Local readers and writers were thrilled when Shambhala Publications moved its offices to Boulder in 2015. Amongst the happiest was Kay Campbell (MFA Writing and Poetics, ‘00), who had just been appointed Director of Online Education and Media at Shambhala.
“Shambhala Publications launched its first online course in the fall of 2013 and in the time since, we’ve offered over two dozen courses to over twelve thousand participants in countries around the globe,” Campbell explains. Naropa and Shambhala Publications began discussing a collaborative Massive Open Online Course (MOOC) shortly after the move. “We wanted to find a way to highlight the work done by both organizations and feature some of our faculty and authors. The resulting course helps draw the connection between today’s secular mindfulness movement and its origins in the root traditions, and it provides a piece of the story of how these traditions came to the United States.”

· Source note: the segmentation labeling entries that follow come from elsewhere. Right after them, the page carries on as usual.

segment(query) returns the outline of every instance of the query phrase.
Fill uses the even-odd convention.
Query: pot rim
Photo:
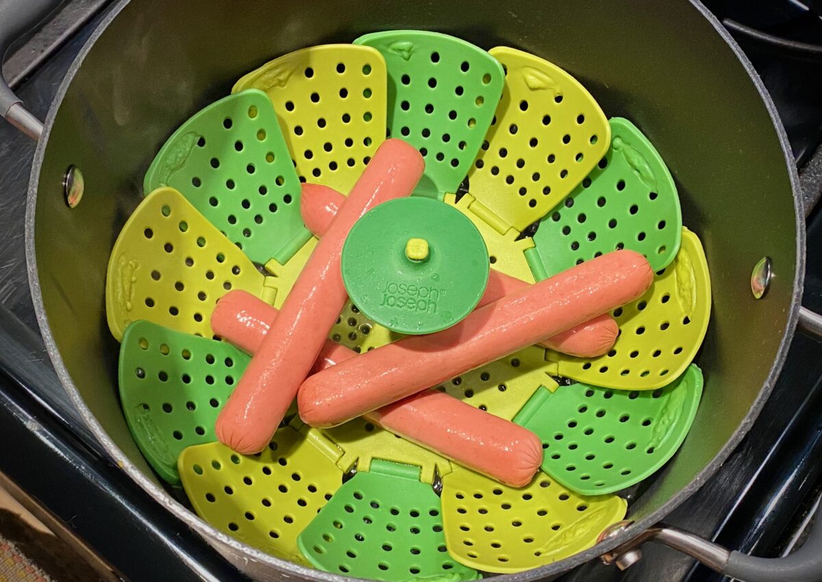
[[[754,400],[748,413],[741,422],[737,431],[730,439],[724,444],[717,455],[706,464],[701,471],[697,473],[690,483],[681,489],[677,494],[672,496],[666,503],[656,511],[649,514],[644,519],[630,524],[623,530],[615,535],[601,542],[598,545],[590,547],[584,552],[576,553],[563,560],[525,570],[515,574],[503,574],[495,576],[500,582],[529,582],[538,579],[553,576],[561,572],[566,571],[578,566],[580,566],[590,560],[610,552],[617,546],[637,537],[640,533],[657,524],[667,514],[675,510],[681,503],[690,497],[699,489],[716,470],[724,463],[728,455],[737,447],[742,437],[747,433],[753,425],[754,421],[768,400],[771,390],[782,370],[785,358],[787,354],[788,348],[793,338],[794,331],[798,320],[799,308],[801,303],[802,284],[805,279],[805,260],[806,260],[806,230],[805,230],[805,214],[802,204],[801,190],[799,185],[799,178],[791,152],[787,136],[784,127],[779,119],[776,106],[774,104],[770,95],[768,94],[764,85],[757,72],[754,70],[753,65],[743,53],[741,48],[731,36],[730,33],[722,25],[719,21],[700,2],[700,0],[687,0],[700,14],[711,24],[714,30],[725,41],[731,50],[739,59],[745,68],[751,81],[759,92],[762,99],[771,121],[774,123],[777,136],[782,147],[783,154],[785,156],[785,163],[788,169],[791,188],[793,193],[794,212],[796,215],[796,232],[797,232],[797,249],[795,276],[793,280],[793,297],[785,329],[783,332],[782,341],[777,356],[774,361],[768,376],[763,386]],[[58,115],[60,105],[62,103],[67,92],[68,91],[75,75],[82,66],[85,57],[93,48],[96,40],[104,34],[109,25],[120,14],[120,12],[130,3],[131,0],[119,0],[118,4],[105,15],[97,28],[89,37],[82,49],[78,53],[76,58],[72,63],[71,67],[60,84],[55,95],[54,99],[49,107],[48,115],[44,123],[43,134],[35,153],[35,159],[32,164],[31,173],[29,179],[29,192],[26,201],[25,210],[25,256],[28,266],[27,271],[29,276],[29,284],[31,289],[31,297],[35,305],[35,312],[37,316],[37,321],[40,327],[40,331],[45,343],[46,349],[51,359],[52,364],[57,372],[63,388],[77,408],[84,422],[90,429],[91,432],[99,441],[105,450],[111,455],[113,461],[120,467],[133,481],[135,481],[146,493],[154,497],[163,507],[173,514],[183,523],[197,532],[210,545],[216,549],[225,558],[231,561],[243,571],[251,575],[264,575],[269,567],[279,570],[286,575],[299,576],[304,580],[317,580],[318,582],[348,582],[354,579],[352,576],[344,576],[330,572],[323,572],[312,568],[299,566],[293,562],[282,560],[267,554],[261,550],[252,547],[233,538],[231,538],[222,532],[219,532],[193,511],[185,507],[171,497],[159,483],[148,478],[143,473],[132,463],[120,448],[111,440],[106,432],[100,426],[99,423],[91,413],[85,405],[80,392],[74,385],[73,381],[68,374],[62,358],[57,349],[48,321],[46,316],[45,308],[43,304],[43,297],[40,290],[39,278],[37,270],[36,254],[35,251],[35,215],[36,210],[37,192],[39,189],[39,173],[43,164],[43,158],[45,154],[46,146],[54,120]],[[191,559],[188,558],[191,561]],[[192,563],[192,567],[196,570],[196,564]],[[202,574],[202,573],[201,573]]]

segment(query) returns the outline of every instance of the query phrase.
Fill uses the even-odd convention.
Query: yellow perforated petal
[[[219,442],[189,446],[178,468],[197,515],[273,556],[306,564],[297,536],[342,485],[340,452],[317,431],[277,431],[259,455]]]
[[[651,288],[613,312],[620,335],[610,355],[593,359],[548,352],[556,373],[587,384],[653,390],[673,381],[696,355],[708,330],[711,284],[702,243],[682,229],[673,263],[658,271]]]
[[[549,369],[545,349],[531,346],[465,372],[437,390],[510,420],[540,386],[556,390]]]
[[[344,451],[338,461],[344,471],[349,470],[355,462],[358,471],[367,471],[374,459],[417,465],[421,469],[420,480],[427,483],[434,480],[435,470],[440,475],[451,471],[451,464],[445,457],[397,436],[363,418],[354,418],[334,428],[324,428],[322,432]]]
[[[530,238],[517,240],[520,233],[513,228],[507,229],[503,233],[497,232],[472,211],[471,205],[474,200],[470,194],[464,195],[459,202],[455,200],[454,194],[446,195],[446,202],[471,219],[471,222],[483,235],[483,240],[488,249],[491,268],[523,281],[533,283],[533,275],[524,254],[528,249],[533,248],[533,240]]]
[[[229,289],[270,298],[248,258],[173,188],[158,188],[126,221],[106,275],[106,316],[118,340],[145,319],[211,337],[211,312]]]
[[[469,183],[490,213],[522,231],[593,169],[611,128],[591,95],[560,67],[507,47],[489,52],[506,67],[506,85]]]
[[[442,521],[457,561],[500,574],[520,572],[573,556],[625,517],[614,495],[580,496],[539,472],[515,489],[466,469],[442,478]]]
[[[232,92],[267,93],[297,173],[347,194],[386,137],[386,62],[378,51],[325,44],[266,63],[237,81]]]

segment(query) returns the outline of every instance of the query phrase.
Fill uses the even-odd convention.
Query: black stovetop
[[[85,3],[80,0],[77,3]],[[44,117],[60,79],[103,7],[17,87]],[[822,1],[711,0],[760,73],[797,167],[822,170]],[[231,566],[111,464],[83,427],[48,365],[23,255],[23,214],[34,145],[0,123],[0,472],[6,473],[127,579],[242,580]],[[807,171],[808,197],[822,171]],[[822,252],[822,209],[809,219],[809,256]],[[822,311],[822,261],[810,260],[806,305]],[[749,435],[722,469],[667,522],[760,556],[790,550],[820,497],[822,345],[794,340],[784,372]],[[566,582],[719,580],[722,576],[646,544],[630,570],[590,563]]]

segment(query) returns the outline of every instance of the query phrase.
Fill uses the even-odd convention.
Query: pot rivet
[[[62,178],[62,192],[66,196],[66,204],[69,208],[76,208],[80,201],[83,198],[83,191],[85,189],[85,182],[83,179],[83,173],[75,165],[71,165],[66,170],[66,175]]]
[[[755,299],[761,299],[768,293],[771,279],[774,276],[774,263],[769,256],[763,256],[756,263],[750,274],[750,293]]]

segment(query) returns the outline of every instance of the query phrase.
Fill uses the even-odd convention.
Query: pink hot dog
[[[410,336],[323,370],[300,386],[300,417],[333,427],[602,315],[642,295],[653,272],[633,251],[577,265],[475,309],[451,327]]]
[[[314,234],[321,237],[344,201],[345,196],[333,188],[313,188],[310,196],[303,194],[300,201],[302,221]],[[488,284],[485,288],[485,293],[477,307],[481,307],[509,293],[519,293],[529,284],[516,277],[492,269],[488,273]],[[546,348],[572,356],[595,358],[613,347],[618,333],[616,321],[605,313],[553,337],[543,338],[539,343]]]
[[[232,291],[211,314],[215,333],[253,354],[277,310],[245,291]],[[314,363],[319,372],[357,356],[326,340]],[[543,461],[539,439],[513,423],[453,396],[426,390],[366,417],[392,432],[512,487],[527,485]]]
[[[377,204],[410,194],[424,167],[419,152],[400,140],[386,140],[375,152],[220,411],[221,442],[242,454],[268,445],[345,304],[339,256],[349,230]]]

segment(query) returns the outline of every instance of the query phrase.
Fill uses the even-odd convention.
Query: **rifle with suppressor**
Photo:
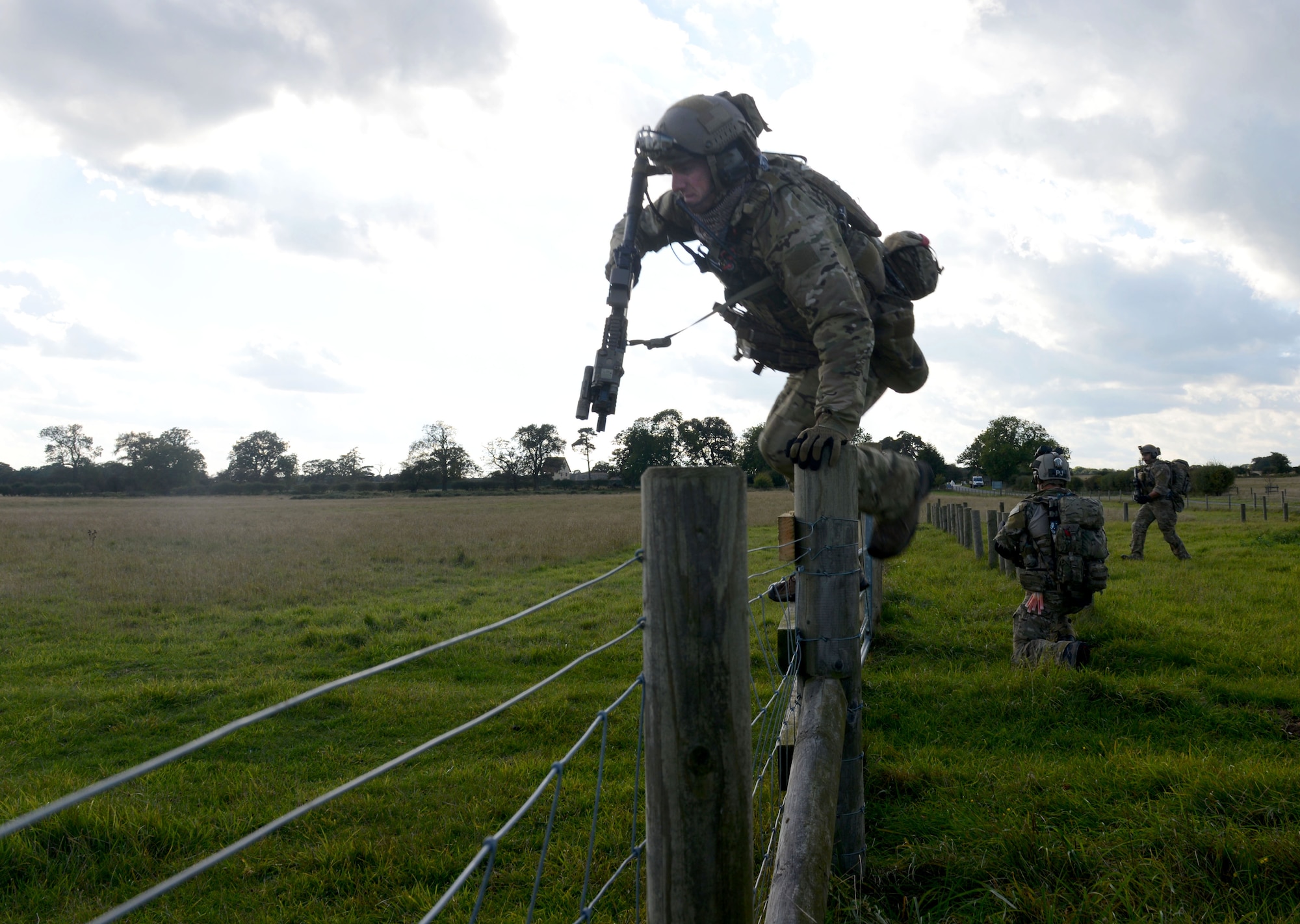
[[[595,363],[582,370],[582,387],[577,398],[577,418],[586,420],[592,411],[595,411],[598,415],[595,429],[599,431],[604,430],[604,418],[614,413],[619,403],[623,353],[628,348],[628,302],[637,273],[641,270],[636,239],[637,225],[641,222],[641,203],[646,195],[646,178],[660,173],[668,170],[653,166],[650,159],[638,148],[637,160],[632,165],[632,188],[628,191],[623,243],[614,248],[610,295],[604,299],[610,305],[610,316],[604,318],[604,334],[601,337],[601,348],[595,351]]]
[[[1143,469],[1141,469],[1140,465],[1134,469],[1134,502],[1138,503],[1138,504],[1149,504],[1150,503],[1150,491],[1149,490],[1144,490],[1145,485],[1143,485],[1141,473],[1143,473]]]

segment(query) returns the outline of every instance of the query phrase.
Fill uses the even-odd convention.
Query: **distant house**
[[[551,476],[551,481],[568,481],[573,476],[573,470],[568,467],[568,459],[564,456],[551,456],[542,463],[542,474]]]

‘Mindfulness: What It Is, Where It Comes From, and How to Practice It,’ a two-month certificate course, launched in January 2018 on Canvas Network, with Distinguished Professor Judith Simmer-Brown and Professor Amelia Hall serving as faculty. “It has been a pleasure to collaborate with Shambhala Publications on innovative ideas for online learning,” says Simmer-Brown. “Kay Campbell has been especially helpful for our mindfulness MOOC, shaping it from the beginning and seeing through the filming and editorial process.”
“The course was developed by an incredible team of women with the intention to be free, accessible, and beneficial to anyone interested in learning about mindfulness practice. It also highlights the combined wisdom of both Naropa University faculty and Shambhala Publications’ beautiful books,” explains Hall. With over five hundred students in the first semester, the course will continue to be offered several times a year.